Our memory is a funny thing. How it filters, how it prioritizes, how it manages emotions and memories.
We are NOT a sum of all our previous experiences, emotions and feelings, but only what’s left in our memories from them. We are what we remember we are. It does not matter who we really are – whatever that means. We, are who we remember. Others, are who we remember them to be. It does not matter who they are or were, it does not matter who they remember themselves to be. For us, they are still just what we remember them to be. All others, are just strangers. Heck, if we forget who we are… we even become strangers to ourselves.

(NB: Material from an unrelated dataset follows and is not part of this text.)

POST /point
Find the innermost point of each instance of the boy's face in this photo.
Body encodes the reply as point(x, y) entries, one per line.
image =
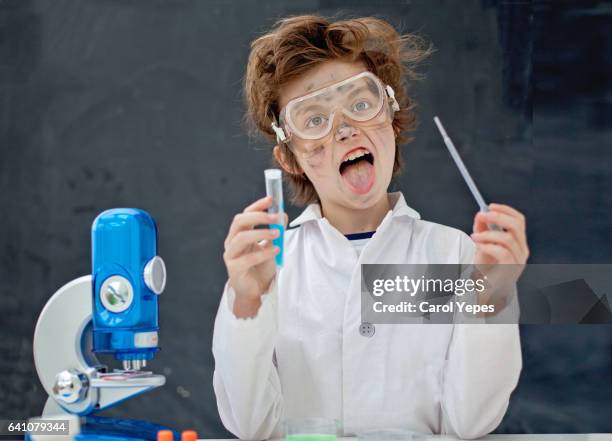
point(358, 183)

And yet we never remember our memory, this gigantic filter in our brain that decides what matters and what’s not. Decides what’s important to keep, and what’s not. Decides who you grow up to be. Decides what you remember of others and how you see them.
Eh…. we, Humans, try to take control of course. We write diaries, we write blogs, we keep memories, we keep tokens, we keep souvenirs, we take photos, we take movies, we take everything we can to remember what we want… but in the end, does it matter? Does it make any difference in the end? Our brain will only remember it if you read it again, if you see them again.
It’s like the movie “Memento”, one of my all-time favorites. Not as dire as the movie of course, but, in the end, we only remember what’s tattooed on our brain. We don’t even remember how it was imprinted there. Or why. Or by whom. In what circumstances. And yet, we shape our decisions based on what’s imprinted in our brains, be it truth or lie. And more often then not, it’s neither truth nor lie, but a distorted mixed of truth and fact, mixed with lie and dubious interpretation.